In the last installment of Day-to-Day Data, we discussed that we are all swimming through oceans of data and information every day. While every decision and action can seem virtually meaningless, they can also be extremely important. The trick is to have the ability to find the data that is meaningful and use it to your advantage. Keeping this idea in mind, I wanted to attempt to optimize one of my favorite periods of the day: The Morning Commute.
Without a doubt, this frustration is something that a great deal of people share. While many, including myself, enjoy what we do for a living, the morning commute can do wonders to counteract that passion. It is because of this that I wanted to streamline this process. Think of it as an operations management ploy, how many bottlenecks can I avoid in my routine? This process may seem pretty straightforward:
- Open Web Browser
- Navigate to maps.google.com
- Type in start and end location
- Select fastest route
Fortunately, this is not the only step that I took to analyze this issue. It is essential to identify key data points that can be used to analyze the experience. Here are some of the key data points that I ultimately used.
- Start Time
- End Time
In order to make this data meaningful it’s important to identify why these data points are important. To most, it would seem that route and the total time spent driving are the only pieces of information that matter. However, by inserting Start Time, I will have greater visibility at the depth of my data.
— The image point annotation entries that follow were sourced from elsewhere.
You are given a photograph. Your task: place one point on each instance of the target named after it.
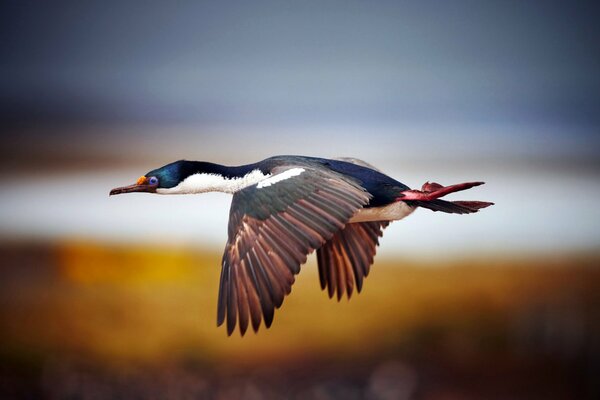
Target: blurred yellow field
(151, 305)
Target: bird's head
(156, 181)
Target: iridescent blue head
(164, 177)
(182, 177)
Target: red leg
(432, 191)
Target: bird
(284, 208)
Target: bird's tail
(428, 197)
(450, 207)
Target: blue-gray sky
(288, 62)
(507, 92)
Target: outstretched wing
(347, 257)
(273, 226)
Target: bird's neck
(205, 177)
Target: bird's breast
(390, 212)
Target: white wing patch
(280, 177)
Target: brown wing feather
(269, 241)
(346, 258)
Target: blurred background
(116, 297)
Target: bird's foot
(431, 191)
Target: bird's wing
(347, 257)
(358, 161)
(273, 226)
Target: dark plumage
(284, 208)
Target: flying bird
(283, 209)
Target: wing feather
(345, 259)
(272, 229)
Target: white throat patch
(202, 183)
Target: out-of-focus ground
(87, 320)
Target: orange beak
(140, 186)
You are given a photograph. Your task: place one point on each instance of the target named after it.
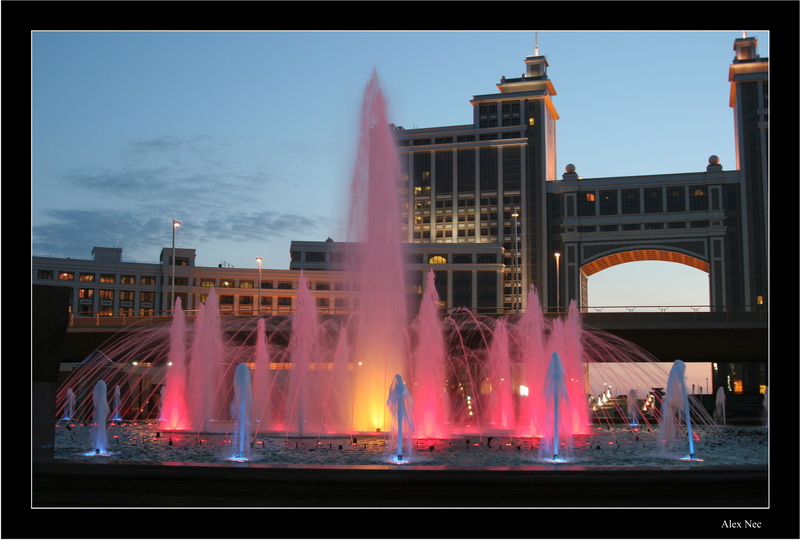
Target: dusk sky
(249, 138)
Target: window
(465, 170)
(586, 204)
(444, 171)
(698, 198)
(489, 167)
(512, 167)
(676, 199)
(608, 203)
(630, 201)
(653, 200)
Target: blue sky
(248, 138)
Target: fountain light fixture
(258, 260)
(175, 225)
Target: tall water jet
(69, 406)
(558, 424)
(100, 418)
(431, 412)
(719, 410)
(530, 335)
(633, 409)
(174, 412)
(204, 368)
(501, 413)
(376, 261)
(117, 414)
(566, 339)
(262, 379)
(302, 350)
(675, 406)
(401, 405)
(240, 412)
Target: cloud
(203, 181)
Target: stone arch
(635, 255)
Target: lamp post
(175, 225)
(558, 282)
(258, 260)
(517, 284)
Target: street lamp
(558, 282)
(517, 284)
(258, 260)
(175, 225)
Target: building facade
(484, 207)
(495, 180)
(108, 287)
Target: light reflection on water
(618, 445)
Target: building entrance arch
(635, 255)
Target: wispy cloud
(132, 203)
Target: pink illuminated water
(380, 351)
(431, 415)
(464, 373)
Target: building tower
(485, 182)
(749, 98)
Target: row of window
(641, 226)
(642, 200)
(151, 280)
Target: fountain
(633, 409)
(240, 412)
(675, 407)
(431, 413)
(100, 418)
(69, 407)
(117, 414)
(557, 407)
(400, 403)
(719, 410)
(521, 377)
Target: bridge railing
(660, 312)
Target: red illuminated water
(464, 373)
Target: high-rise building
(495, 180)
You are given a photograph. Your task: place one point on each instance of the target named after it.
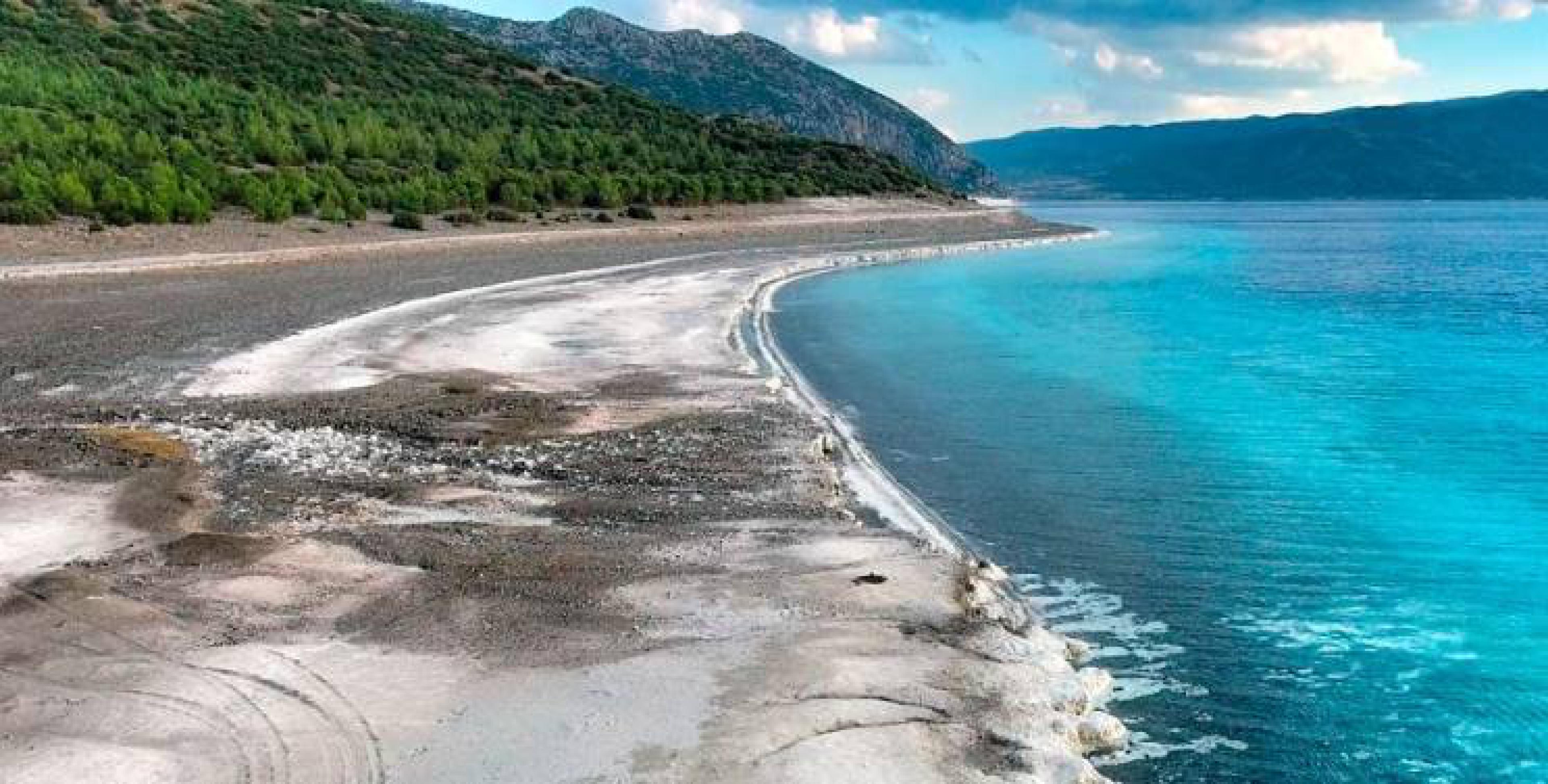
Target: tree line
(135, 113)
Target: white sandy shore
(765, 661)
(816, 214)
(683, 318)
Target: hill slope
(1482, 148)
(137, 110)
(728, 75)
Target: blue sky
(982, 69)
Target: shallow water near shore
(1287, 464)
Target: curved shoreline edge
(1038, 724)
(871, 482)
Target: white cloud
(708, 16)
(830, 35)
(928, 100)
(1113, 61)
(1340, 52)
(1505, 10)
(863, 39)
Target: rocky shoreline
(538, 529)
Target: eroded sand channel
(556, 529)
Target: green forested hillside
(166, 110)
(726, 75)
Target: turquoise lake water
(1287, 464)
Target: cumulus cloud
(1340, 52)
(830, 36)
(928, 100)
(1129, 13)
(699, 15)
(1112, 61)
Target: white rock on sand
(47, 523)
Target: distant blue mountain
(1477, 148)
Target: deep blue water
(1286, 463)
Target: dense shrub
(408, 220)
(27, 212)
(327, 107)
With the start time, I can see how the total drive time fluctuates if starting at a different period. If I wanted to dive deeper, I could compare the average speeds with the drive times that would show if I was hitting any traffic.
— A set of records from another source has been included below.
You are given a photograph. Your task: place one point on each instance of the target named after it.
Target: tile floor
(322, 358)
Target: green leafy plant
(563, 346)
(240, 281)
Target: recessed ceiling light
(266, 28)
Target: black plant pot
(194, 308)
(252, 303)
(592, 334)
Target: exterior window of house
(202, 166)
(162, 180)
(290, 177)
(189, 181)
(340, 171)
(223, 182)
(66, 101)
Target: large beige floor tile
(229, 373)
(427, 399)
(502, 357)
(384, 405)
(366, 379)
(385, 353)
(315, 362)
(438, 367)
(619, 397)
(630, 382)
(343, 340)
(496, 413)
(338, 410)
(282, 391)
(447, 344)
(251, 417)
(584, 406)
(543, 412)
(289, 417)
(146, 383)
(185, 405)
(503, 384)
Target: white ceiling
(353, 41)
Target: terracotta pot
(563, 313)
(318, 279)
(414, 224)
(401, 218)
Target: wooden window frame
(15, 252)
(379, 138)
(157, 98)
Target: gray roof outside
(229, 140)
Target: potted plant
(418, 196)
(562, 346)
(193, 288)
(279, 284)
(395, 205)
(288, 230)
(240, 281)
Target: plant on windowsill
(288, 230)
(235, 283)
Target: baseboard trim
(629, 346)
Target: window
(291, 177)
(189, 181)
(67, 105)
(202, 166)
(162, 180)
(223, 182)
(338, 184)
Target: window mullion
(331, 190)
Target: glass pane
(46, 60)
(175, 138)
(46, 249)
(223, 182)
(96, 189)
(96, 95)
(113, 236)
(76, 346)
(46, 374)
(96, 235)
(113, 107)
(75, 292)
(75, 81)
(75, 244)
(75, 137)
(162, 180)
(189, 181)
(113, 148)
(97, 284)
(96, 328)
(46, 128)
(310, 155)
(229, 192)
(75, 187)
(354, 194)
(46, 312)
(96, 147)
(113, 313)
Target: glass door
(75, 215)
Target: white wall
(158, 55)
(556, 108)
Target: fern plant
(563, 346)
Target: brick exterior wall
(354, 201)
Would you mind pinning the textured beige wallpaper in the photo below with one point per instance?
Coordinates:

Below is a basic dashboard created using Tableau. Here I took a sample and tracked this data each work day for 2 work weeks. The first week of the experiment, I followed Route 1, changing my start time each day, and then repeated the same for Route 2 in Week 2.
From this dashboard, with this very small sample of data I am able to see a variety of facts concerning my commute. Immediately I have a better view of:
- How Route 1 compares to Route 2
- Average time of travel
- Shortest times of travel
- How Start Time impacted total drive time.
It is important to note that this sample size is indeed very small. Given weeks, months, or years of information will produce more accurate analysis overall. In the end, the data accurately represented what I had thought to be true, with a few added surprises.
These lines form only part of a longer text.